しかし、世の中の人間には「子どもかわいい!」「子どもほしい!」「自分の子がほしい!」という単なる物欲所有欲や、性欲のまま「ヤッてたらデキた」という獣としての行動によって子どもをつくっている人が驚くほど多い。
「当たり前の違い」というのは、道徳観や宗教観など社会教育(生育環境)によっての「洗脳色」の違いである部分もあるけれど、もっと根本的な「持って生まれた感覚の違い(おそらく遺伝子レベルでの感覚の違い)」であることも多い。
※前者は後天的・環境、後者は先天的・気質
洗脳色(環境)の違いであれば、情報(教育)によって再洗脳すれば同じような「当たり前」を揃えることは可能だけれど、「持って生まれた感覚(気質)の違いによる当たり前の違い」は隔たりを埋めることが難しい。

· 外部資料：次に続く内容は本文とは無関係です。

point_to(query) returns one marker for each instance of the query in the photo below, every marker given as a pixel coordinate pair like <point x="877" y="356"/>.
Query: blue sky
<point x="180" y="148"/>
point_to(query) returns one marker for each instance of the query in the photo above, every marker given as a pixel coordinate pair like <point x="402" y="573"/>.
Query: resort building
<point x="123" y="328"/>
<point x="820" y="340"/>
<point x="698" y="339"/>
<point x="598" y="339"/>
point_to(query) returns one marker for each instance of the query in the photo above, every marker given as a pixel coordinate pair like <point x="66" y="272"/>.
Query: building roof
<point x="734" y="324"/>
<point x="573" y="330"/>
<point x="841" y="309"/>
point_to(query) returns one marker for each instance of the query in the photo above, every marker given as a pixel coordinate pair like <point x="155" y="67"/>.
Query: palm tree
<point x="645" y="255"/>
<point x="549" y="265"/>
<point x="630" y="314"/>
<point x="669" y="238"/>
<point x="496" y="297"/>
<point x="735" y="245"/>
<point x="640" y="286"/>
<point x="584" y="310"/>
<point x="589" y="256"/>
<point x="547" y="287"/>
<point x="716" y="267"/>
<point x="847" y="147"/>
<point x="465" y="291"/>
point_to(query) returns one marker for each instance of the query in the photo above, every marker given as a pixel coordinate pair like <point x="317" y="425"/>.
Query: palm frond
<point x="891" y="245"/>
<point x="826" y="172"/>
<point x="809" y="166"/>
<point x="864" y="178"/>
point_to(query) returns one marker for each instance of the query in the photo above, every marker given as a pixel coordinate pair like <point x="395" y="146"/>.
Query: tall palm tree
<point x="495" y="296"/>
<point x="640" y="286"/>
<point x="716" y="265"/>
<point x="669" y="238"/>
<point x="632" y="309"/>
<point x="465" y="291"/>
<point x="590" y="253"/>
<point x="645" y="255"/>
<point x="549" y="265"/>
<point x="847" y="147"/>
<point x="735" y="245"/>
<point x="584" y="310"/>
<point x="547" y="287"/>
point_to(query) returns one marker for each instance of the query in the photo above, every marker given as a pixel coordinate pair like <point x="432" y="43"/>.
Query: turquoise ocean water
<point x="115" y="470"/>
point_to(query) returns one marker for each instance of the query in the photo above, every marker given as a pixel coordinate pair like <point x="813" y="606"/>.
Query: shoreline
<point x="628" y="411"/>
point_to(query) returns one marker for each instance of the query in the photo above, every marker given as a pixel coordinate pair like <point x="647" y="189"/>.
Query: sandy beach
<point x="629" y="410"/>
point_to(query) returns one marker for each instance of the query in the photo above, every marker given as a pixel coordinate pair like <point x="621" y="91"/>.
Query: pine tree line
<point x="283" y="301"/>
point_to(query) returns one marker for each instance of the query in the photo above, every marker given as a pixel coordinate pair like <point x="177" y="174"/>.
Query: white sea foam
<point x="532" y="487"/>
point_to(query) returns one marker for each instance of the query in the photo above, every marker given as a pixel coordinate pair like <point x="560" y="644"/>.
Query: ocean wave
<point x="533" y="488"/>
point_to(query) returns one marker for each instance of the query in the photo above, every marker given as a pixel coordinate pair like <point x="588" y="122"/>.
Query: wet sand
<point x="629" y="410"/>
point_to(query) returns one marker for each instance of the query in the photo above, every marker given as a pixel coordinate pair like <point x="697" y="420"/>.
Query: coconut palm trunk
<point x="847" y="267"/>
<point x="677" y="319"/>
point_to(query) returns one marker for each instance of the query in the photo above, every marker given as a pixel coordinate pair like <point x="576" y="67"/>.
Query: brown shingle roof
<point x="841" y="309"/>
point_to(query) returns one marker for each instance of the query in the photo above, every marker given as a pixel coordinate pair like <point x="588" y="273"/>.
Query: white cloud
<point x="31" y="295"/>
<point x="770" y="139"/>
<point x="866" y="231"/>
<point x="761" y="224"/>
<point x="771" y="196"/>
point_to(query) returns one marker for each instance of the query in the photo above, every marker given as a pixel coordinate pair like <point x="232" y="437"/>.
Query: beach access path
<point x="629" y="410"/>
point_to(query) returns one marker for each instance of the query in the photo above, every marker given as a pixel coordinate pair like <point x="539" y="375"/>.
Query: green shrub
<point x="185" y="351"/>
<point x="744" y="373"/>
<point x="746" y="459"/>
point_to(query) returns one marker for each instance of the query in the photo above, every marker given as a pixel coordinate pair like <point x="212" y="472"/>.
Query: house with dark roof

これは、飛び抜けて営業成績が良い人間の手法や考え方を、その他の一般的な営業マンにインストール(教育)しようとしても成果が出ないことが多いことからも分かる。
大手企業で10年ほど全社営業トップ10に入り続けている友人がいるが、プレイングマネージャーとして部下に同じことをさせても、マネジメント兼務にも関わらず常に彼が事業部の売上トップであり続け、右腕程度に育つ部下も10人に1人でてくるかでどうからしい。

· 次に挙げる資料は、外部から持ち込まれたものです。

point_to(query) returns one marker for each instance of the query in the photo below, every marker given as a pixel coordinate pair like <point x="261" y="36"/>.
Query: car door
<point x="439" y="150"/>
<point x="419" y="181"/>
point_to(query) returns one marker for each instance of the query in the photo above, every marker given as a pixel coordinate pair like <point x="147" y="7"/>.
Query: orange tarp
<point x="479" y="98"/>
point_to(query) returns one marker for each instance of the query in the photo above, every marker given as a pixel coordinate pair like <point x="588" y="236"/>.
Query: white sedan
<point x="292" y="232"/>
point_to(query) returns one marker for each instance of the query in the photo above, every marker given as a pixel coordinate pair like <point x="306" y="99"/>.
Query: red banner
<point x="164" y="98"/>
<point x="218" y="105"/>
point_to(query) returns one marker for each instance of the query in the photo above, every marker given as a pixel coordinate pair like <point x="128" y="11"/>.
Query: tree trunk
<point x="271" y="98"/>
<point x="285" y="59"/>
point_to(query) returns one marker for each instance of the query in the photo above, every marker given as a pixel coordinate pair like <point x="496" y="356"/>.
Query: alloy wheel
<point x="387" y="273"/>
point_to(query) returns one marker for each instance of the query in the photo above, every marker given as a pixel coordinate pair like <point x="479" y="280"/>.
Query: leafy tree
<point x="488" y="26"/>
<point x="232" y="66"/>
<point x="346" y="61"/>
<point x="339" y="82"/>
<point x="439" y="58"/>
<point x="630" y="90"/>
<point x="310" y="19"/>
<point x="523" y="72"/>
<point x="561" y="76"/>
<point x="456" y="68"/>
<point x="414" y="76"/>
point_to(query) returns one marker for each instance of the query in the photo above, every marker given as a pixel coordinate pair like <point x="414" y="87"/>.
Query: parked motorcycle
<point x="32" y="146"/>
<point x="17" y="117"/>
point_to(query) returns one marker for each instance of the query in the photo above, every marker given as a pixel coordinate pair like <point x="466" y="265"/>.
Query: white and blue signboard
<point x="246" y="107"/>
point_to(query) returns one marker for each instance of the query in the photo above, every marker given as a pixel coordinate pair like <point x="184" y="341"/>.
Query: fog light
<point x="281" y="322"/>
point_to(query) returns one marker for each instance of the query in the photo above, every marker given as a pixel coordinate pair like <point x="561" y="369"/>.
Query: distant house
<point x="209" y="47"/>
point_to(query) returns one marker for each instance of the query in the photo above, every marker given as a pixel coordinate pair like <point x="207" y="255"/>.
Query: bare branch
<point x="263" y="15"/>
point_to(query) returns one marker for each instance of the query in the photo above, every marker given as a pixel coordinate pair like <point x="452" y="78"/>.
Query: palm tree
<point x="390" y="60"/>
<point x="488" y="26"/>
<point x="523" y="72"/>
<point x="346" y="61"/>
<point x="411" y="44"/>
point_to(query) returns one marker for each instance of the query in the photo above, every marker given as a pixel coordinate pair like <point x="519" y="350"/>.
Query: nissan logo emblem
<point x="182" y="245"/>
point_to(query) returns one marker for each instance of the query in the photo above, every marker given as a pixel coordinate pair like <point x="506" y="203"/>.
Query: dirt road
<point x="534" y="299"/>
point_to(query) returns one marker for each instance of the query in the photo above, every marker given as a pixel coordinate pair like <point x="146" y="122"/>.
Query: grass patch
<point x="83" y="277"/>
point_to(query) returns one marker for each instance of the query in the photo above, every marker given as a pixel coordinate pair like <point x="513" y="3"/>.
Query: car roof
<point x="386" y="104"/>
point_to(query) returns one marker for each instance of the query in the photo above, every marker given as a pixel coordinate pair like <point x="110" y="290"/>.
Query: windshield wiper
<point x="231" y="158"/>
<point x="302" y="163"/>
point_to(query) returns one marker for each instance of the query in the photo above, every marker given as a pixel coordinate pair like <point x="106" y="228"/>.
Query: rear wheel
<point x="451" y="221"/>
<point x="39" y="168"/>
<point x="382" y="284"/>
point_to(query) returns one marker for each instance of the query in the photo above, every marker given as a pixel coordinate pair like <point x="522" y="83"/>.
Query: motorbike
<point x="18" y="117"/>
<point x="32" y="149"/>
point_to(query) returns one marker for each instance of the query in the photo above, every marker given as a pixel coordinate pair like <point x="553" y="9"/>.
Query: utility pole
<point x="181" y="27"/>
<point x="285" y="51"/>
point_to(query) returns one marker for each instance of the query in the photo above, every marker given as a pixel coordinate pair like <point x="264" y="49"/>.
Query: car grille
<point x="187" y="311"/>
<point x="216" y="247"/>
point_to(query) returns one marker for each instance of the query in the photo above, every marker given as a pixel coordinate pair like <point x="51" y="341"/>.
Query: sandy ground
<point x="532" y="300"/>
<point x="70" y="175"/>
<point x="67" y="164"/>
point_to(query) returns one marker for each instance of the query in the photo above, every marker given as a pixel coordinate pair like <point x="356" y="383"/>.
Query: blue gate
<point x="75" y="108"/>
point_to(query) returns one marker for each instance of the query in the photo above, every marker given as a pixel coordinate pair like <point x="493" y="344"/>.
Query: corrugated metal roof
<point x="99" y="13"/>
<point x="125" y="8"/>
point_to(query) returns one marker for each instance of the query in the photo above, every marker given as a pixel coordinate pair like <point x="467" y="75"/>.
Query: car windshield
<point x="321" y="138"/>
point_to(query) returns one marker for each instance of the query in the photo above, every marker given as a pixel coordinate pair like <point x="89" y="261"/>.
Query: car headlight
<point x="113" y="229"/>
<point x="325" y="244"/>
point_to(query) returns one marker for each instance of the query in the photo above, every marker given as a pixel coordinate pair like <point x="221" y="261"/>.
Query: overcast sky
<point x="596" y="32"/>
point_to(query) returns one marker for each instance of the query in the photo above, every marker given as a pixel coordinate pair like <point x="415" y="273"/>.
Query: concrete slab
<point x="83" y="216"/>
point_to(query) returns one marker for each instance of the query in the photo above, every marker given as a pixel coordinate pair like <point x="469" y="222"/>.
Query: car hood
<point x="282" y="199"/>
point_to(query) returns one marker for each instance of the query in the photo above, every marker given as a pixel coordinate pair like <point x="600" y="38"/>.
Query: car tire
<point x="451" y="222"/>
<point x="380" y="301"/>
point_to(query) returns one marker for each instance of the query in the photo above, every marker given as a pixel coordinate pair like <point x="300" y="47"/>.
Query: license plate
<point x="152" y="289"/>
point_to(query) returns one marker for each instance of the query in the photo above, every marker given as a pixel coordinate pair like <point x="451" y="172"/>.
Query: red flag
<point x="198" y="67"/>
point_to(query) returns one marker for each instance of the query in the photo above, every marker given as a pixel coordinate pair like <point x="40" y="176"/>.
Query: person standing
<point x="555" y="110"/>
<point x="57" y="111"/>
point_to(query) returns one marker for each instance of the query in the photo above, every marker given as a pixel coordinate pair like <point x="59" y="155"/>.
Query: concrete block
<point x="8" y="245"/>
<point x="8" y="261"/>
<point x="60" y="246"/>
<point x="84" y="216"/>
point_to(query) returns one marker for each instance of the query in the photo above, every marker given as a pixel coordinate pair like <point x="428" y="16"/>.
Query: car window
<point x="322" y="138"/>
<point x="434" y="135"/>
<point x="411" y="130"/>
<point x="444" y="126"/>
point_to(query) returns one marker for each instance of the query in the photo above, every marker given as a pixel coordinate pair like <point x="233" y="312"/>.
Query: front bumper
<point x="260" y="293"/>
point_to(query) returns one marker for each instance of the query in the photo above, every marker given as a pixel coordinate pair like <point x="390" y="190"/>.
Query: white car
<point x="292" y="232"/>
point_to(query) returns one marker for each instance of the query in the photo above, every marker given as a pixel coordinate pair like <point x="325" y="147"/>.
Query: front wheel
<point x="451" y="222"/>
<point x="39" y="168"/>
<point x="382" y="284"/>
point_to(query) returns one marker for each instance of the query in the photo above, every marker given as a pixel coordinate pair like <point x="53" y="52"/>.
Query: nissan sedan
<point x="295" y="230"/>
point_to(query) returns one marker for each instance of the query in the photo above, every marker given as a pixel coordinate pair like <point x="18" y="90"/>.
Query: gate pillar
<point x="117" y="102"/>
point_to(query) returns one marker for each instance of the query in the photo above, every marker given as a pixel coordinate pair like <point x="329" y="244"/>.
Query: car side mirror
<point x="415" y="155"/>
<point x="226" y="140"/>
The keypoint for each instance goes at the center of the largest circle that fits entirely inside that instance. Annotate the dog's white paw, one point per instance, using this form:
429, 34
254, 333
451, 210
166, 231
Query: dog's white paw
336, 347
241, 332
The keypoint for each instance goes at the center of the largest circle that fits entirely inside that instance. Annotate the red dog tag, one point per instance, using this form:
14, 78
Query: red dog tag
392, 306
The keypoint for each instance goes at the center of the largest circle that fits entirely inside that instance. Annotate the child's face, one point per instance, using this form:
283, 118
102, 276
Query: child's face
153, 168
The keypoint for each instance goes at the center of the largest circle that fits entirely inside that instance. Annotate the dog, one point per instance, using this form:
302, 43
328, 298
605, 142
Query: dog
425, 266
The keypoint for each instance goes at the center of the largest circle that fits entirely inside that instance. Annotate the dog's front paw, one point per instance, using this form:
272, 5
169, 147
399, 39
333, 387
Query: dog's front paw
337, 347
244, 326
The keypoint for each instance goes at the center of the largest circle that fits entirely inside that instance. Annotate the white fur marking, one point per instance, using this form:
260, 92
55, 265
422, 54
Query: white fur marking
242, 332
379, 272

彼のプライベートを四半世紀知っている私から見ると、彼の心身の強さは普通ではなく、学生時代から中年の今になっても止まることなく常に動き回っており、仕事と私事の間に境がないことは「当たり前」である(休日も営業先を訪問している)。
心身を酷使するということも、プライベートなく働くということも、彼にとっては無理しているのではなく「当たり前(自然体=生来の気質)」なのだが、私から見ると「異常」だと思う。
これは生まれ持った「当たり前の違い(気質の違い)」なので、その【「当たり前の違い」から生まれる判断の違い、行動の差】を教育や環境で埋めることは非常に難しい。
世の中(人間社会)は、個体間でこのような「生まれ持った当たり前の感覚の違い(遺伝的気質の違い)」があるので、同じように見える人間群が同じような時代、同じような環境に置かれても、個人個人で判断や行動に差が生まれ、結果として生き方(人生)にも非常に大きな違いが生じるのだなぁ、と中年になって実感を伴った理解に至れた。
そして、この「感覚差」は説明してもたいてい理解し合えることはない。そして、その結果として生じている判断や行動をマネすることも容易でない。
だから、大抵のフォロアー(イナゴ気質)は子供の頃から大人になっても従属的な生き方を「自ら選び」続けている。一方で、良くも悪くもイノベーターの大半は子供の頃からイノベーター(いわゆる「浮いていた」)だったケースが多いと感じる。
それは、各自が持って生まれた「当たり前」の感覚と思考能力&行動の土台となる「当たり前」の身体能力が異なるため、「世界の見え方、感じ方」が人それぞれ大いに違うからなのだろう。